Home insurance at risk as homeowners break into own homes

29 April 2008 / by Rebecca Sargent
A third of homeowners believe they could break into their own homes within minutes, new research from Zurich Insurance has revealed.

The study found that as many as six million Brits thought their security was easy to bypass, and one in ten have actually proven this by successfully breaking into their own homes.

Of those who managed to force entry, two thirds did so in less than 15 minutes, whilst more than a quarter accomplished it in as little as five minutes. A common point of entry for those who have found themselves locked out is, according to the research, a window left carelessly open.

Those who are casual enough to leave a window open when they go out could find their home insurance is invalid.

The study also questioned burglars to find out more about break-ins. Of those questioned, the study found that 87 per cent of burglars said that break-ins are normally opportunistic. According to burglars, leaving a window open, not having a burglar alarm and accidentally leaving the back door open are common causes for burglary.

The burglars questioned also offered tips on avoiding being a victim of a burglary, suggesting the use of simple deterrents such as window locks and external security lights.
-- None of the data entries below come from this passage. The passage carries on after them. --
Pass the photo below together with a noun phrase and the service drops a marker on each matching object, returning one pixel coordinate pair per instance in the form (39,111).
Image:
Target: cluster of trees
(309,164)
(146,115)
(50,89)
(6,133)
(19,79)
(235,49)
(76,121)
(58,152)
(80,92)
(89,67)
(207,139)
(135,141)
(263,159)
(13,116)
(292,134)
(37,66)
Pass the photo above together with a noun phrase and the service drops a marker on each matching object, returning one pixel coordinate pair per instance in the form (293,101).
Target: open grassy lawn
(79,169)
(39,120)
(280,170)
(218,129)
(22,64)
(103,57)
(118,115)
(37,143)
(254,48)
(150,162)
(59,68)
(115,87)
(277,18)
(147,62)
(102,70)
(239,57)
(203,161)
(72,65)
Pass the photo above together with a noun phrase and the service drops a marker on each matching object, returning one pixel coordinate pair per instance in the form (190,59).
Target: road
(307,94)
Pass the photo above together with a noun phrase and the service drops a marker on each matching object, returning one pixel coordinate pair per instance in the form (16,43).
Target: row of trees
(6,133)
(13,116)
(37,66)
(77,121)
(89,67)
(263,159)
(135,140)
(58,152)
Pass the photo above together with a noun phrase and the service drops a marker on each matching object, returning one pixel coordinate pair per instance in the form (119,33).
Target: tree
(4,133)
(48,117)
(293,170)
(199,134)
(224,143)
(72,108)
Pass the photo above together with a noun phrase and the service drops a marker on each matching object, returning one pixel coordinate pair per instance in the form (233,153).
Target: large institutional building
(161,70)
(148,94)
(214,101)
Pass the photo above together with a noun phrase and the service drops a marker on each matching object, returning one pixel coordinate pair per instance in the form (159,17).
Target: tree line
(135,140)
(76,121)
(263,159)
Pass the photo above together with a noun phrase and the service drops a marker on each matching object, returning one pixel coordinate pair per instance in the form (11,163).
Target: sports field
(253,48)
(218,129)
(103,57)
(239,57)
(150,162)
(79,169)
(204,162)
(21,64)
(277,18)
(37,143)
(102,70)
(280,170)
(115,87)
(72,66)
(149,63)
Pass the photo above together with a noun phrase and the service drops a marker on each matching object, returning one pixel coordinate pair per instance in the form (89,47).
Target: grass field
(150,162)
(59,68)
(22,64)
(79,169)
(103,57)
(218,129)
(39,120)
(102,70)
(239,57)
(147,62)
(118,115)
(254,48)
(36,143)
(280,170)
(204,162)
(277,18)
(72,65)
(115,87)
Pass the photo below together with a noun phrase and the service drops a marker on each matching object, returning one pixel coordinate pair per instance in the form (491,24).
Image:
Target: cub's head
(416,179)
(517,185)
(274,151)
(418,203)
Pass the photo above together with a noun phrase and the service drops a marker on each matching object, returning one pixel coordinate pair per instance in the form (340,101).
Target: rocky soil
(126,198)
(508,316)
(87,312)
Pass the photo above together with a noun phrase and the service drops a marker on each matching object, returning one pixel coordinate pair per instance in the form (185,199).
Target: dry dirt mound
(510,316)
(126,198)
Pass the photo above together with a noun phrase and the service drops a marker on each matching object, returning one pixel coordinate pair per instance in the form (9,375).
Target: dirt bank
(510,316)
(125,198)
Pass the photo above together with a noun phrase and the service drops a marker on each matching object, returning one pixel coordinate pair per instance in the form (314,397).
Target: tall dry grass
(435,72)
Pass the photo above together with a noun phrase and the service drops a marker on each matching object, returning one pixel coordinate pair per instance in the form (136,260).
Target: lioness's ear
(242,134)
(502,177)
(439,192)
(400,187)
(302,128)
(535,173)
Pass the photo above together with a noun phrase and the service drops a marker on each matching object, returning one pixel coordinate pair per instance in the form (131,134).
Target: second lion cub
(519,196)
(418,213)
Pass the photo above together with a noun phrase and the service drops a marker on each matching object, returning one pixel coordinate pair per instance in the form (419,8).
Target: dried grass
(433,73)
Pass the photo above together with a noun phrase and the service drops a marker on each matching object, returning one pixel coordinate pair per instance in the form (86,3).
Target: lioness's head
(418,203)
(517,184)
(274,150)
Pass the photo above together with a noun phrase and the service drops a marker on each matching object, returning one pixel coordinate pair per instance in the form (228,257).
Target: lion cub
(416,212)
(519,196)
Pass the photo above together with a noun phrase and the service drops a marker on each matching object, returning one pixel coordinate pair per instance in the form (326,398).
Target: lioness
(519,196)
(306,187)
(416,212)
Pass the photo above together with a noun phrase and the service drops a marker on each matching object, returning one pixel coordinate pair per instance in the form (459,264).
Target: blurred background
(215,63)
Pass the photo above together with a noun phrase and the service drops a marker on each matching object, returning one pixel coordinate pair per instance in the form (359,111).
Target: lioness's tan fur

Traditional British neighbourly values also remain prominent as deterrents for burglars, 56 per cent of homeowners ask a neighbour to keep an eye on their property whilst away, and 64 per cent of burglars questioned said this would be deterrent enough.

Reformed criminal, turned probation officer, Bob Turney, said: "Burglars want an easy way in – and most burglaries are simply a result of thieves taking advantage of householders who've left their homes wide open and there for the taking.

"And if you know that your home security isn't what it should be and can break into your property in less than five minutes, a professional burglar can do it in half the time."

Managing director for Direct & Partnerships at Zurich Insurance, Mike Quinton, supported this, stating: "If homeowners can break-in to their own properties that's a major warning sign for them to take stock of their security measures.

"While you don't need to turn your house into a fortress, it is always important to take proper precautions and update your home security." Mr Quinton concluded.